Molecular Mechanisms of Interferon Resistance Mediated by Viral-Directed Inhibition of PKR, the Interferon-Induced Protein Kinase

DEPARTMENT OF MICROBIOLOGY, SCHOOL OF MEDICINE, BOX 357242 UNIVERSITY OF WASHINGTON, SEATTLE, WA 98195, USA AND; REGIONAL PRIMATE RESEARCH CENTER, BOX 357330, UNIVERSITY OF WASHINGTON, SEATTLE, WA 98195, USA
Pharmacology [?] Therapeutics (Impact Factor: 7.79). 05/1998; DOI: 10.1016/S0163-7258(97)00165-4

ABSTRACT The interferon (IFN)-induced cellular antiviral response is the first line of defense against viral infection within an animal host. In order to establish a productive infection, eukaryotic viruses must first overcome the IFN-induced blocks imposed on viral replication.
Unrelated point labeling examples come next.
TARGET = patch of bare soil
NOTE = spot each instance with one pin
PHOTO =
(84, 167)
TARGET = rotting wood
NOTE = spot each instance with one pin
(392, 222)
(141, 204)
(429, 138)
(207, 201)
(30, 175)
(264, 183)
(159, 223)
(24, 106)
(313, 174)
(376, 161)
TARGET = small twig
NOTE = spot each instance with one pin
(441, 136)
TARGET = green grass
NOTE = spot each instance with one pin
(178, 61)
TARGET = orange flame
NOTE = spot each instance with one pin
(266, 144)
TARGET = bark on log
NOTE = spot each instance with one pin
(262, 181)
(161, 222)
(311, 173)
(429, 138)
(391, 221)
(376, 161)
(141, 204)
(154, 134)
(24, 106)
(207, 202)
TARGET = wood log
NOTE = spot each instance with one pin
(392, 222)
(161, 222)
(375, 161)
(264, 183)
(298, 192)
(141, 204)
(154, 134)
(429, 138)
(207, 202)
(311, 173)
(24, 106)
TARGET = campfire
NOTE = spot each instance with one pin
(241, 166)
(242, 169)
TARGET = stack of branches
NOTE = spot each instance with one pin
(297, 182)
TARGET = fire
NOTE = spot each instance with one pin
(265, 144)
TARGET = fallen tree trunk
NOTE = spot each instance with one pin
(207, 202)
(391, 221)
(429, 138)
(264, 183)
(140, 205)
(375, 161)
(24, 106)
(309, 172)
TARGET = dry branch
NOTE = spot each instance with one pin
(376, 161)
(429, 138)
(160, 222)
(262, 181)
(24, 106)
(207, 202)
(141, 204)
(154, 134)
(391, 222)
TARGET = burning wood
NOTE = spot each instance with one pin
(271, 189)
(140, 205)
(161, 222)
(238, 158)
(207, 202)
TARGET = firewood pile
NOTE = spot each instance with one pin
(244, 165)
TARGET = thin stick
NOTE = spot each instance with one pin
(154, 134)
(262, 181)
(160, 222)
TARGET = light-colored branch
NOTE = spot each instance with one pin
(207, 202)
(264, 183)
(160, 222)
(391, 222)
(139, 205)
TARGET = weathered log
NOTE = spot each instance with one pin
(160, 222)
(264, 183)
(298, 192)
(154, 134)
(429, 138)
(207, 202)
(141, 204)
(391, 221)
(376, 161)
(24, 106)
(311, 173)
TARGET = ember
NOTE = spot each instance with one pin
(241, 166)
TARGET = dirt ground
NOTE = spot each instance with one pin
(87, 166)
The double-stranded RNA-activated protein kinase (PKR) is a key component mediating the antiviral actions of IFN. This IFN-induced protein kinase can restrict viral replication through its ability to phosphorylate the protein synthesis initiation factor eukaryotic initiation factor-2 α-subunit and reduce levels of viral protein synthesis. Viruses, therefore, must block the function of PKR in order to avoid these deleterious antiviral effects associated with PKR activity. Indeed, many viruses have developed effective measures to repress PKR activity during infection. This review will focus primarily on an overview of the different molecular mechanisms employed by these viruses to meet a common goal: the inhibition of PKR function, uncompromised viral protein synthesis, and unrestricted virus replication. The past few years have seen exciting new advances in this area. Rather unexpectedly, this area of research has benefited from the use of the yeast system to study PKR. Other recent advances include studies on PKR regulation by the herpes simplex viruses and data from our laboratory on the medically important hepatitis C viruses. We speculate that IFN is ineffective as a therapeutic agent against hepatitis C virus because the virus can effectively repress PKR function. Finally, we will discuss briefly the future directions of this PKR field. pharmacol. ther. 78(1):29–46, 1998.